Dr Steven Rogers (UK)

The College and Society for Clinical Vascular Science of Great Britain & IrelandVASCULAR & PROFESSIONAL TOPICS

Dr Steven Rogers, the UK’s first NIHR clinical lecturer in vascular science at The University of Manchester, holds an honorary senior clinical vascular scientist status at Manchester University NHS FT. With a focus on advanced vascular ultrasound, his research explores 3D and contrast-enhanced ultrasound for prevention and surgical planning. As president-elect and founding member of the SVT Research Committee, he contributes to leadership positions in medical ultrasound societies. Dr Rogers, an award-winning researcher, also teaches and examines academic programs, supervises students, and provides expertise to organisations like NICE and the UK Biobank. We chat with Dr Rogers about AI, the benefits of interdisciplinary collaboration and the MAVRIC initiative.

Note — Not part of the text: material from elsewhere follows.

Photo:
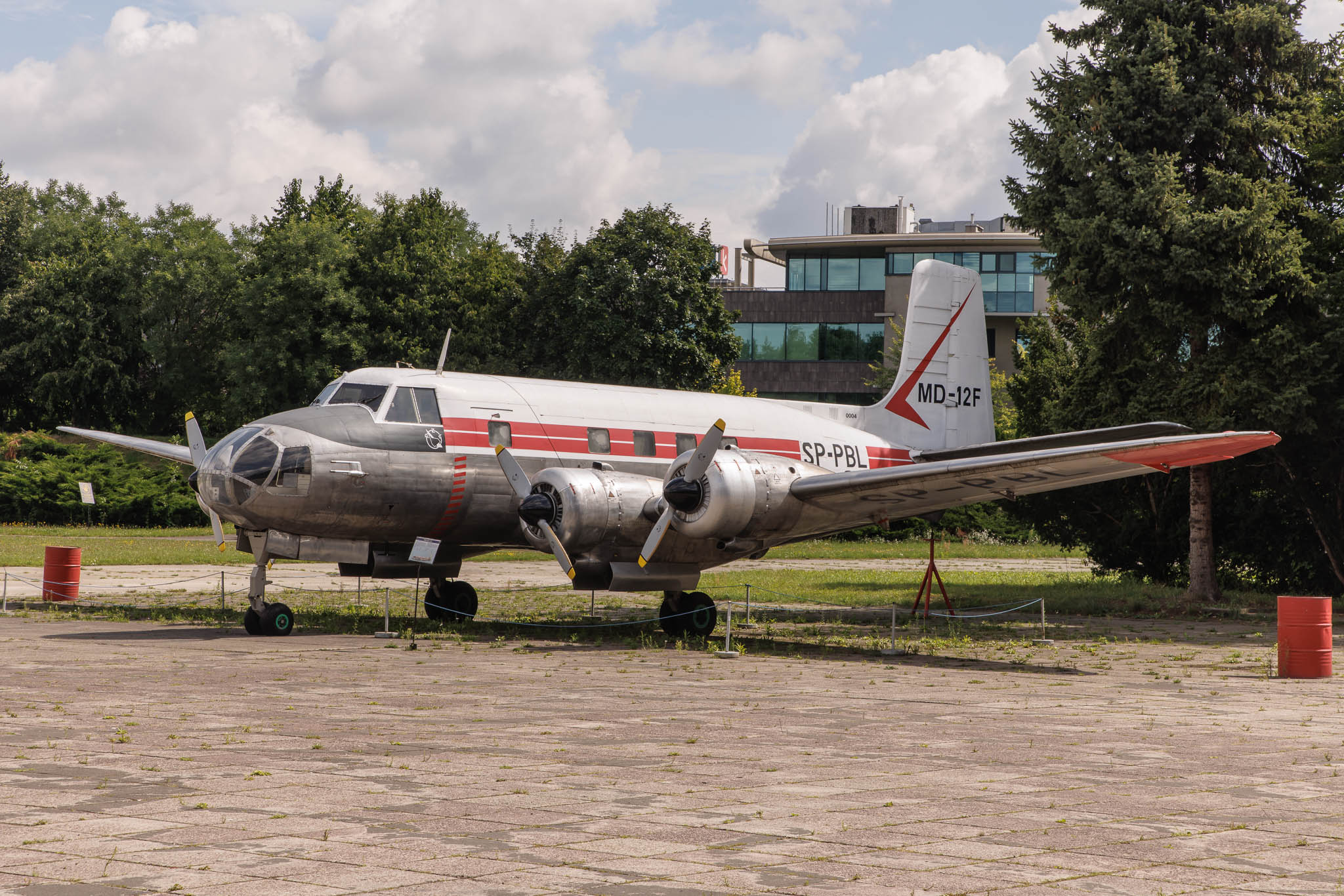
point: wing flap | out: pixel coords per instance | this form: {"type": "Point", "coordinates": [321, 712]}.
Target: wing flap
{"type": "Point", "coordinates": [922, 488]}
{"type": "Point", "coordinates": [179, 453]}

Do you think AI techniques for carotid artery disease are better suited to measuring carotid artery stenosis or to better identify features of plaque vulnerability?

AI is everywhere. It’s certainly a hot topic and it’s not surprising that some, if not all, ultrasound scanners already have a degree of AI capability. When it comes to vascular disease, I don’t think the question should be whether AI is better suited to stenosis or identifying vulnerable plaque. The important question is, should we? We already know that the stenosis value itself isn’t predictive of who will have a future stroke. What atherosclerosis is made of and how much of it is far more interesting in terms of determining risk and probably represents the future of personalised medicine for carotid assessment. The power of AI in that decision-making process will be invaluable.

Can you explain what MAVRIC stands for and why the project was initiated?

Manchester Academic Vascular Research and Innovation Centre (MAVRIC) was an initiative set up and launched in 2023 and is a joint venture between the University of Manchester and Manchester University NHS FT (the UK’s largest hospital group). We have clinical and non-clinical staff including engineers, data scientists and operational support. We aimed to develop research opportunities for both staff and patients with the ambition of improving outcomes across the region. We are fortunate in Manchester that health and social care decisions are devolved from central government and we have a very successful Greater Manchester and East Cheshire network that spans primary and secondary care. In the secondary care setting, we have close to 30 consultant vascular surgeons and over 60 clinical vascular scientists serving a specialised population of close to four million. It has certainly been an interesting experience and I look forward to presenting the lessons we learned from creating MAVRIC in such a large centre.

How does interdisciplinary collaboration between sonographers and vascular surgeons enhance diagnostic accuracy, patient outcomes, and innovation in vascular medicine?

Collaboration not competition is key to team success. No surgeon can work without a sonographer and vice versa. Equally, nursing and allied health/therapy staff groups are just as important. In the 2021 Provision of Vascular Services (POVS) document, the UK vascular societies (surgeons and scientists) for the first time stipulated that there had to be a minimum number of scientists/sonographers in each unit as well as a whole host of other wellbeing-based recommendations such as mixed scan lists. This set a standard that aimed at improving capacity and workforce numbers and reducing RSI risk. That in itself improves diagnostic accuracy and patient outcomes. However, the close bond between surgeon and sonographer/ scientist is critical to ensuring the scan report addresses the specific need the surgeon wants to understand and produce the best surgical plan. When it comes to innovation, the benefit of a one-team approach is paramount. One individual might think of a research question but another might have the solution to answer it. Research takes a multidisciplinary team to succeed.

How has tomographic ultrasound revolutionised the way we visualise vascular structures? Is there one clinical application you feel highlights its advantages the best?

This comes back to the surgeon-sonographer/scientist trust that needs to exist. We build 3D mental images when we scan them and then write them down. As a result, most surgeons need a CT or MR angiogram to help visualise the 3D problem they are repairing. If we can present our mental 3D image from the ultrasound scanner itself, we immediately address that unique situation. Importantly, having 3D images means we can measure and monitor disease in completely different ways, which opens up the possibility of personalised care. As an example, combining 3D ultrasound and contrast agents to produce angiogram-like images might prevent the need for catheter angiography, which is often needed as CT and MRI angiograms of the foot are diagnostically poor. It also means those patients with allergies to radiological contrast can receive the same standard of care as those who don’t.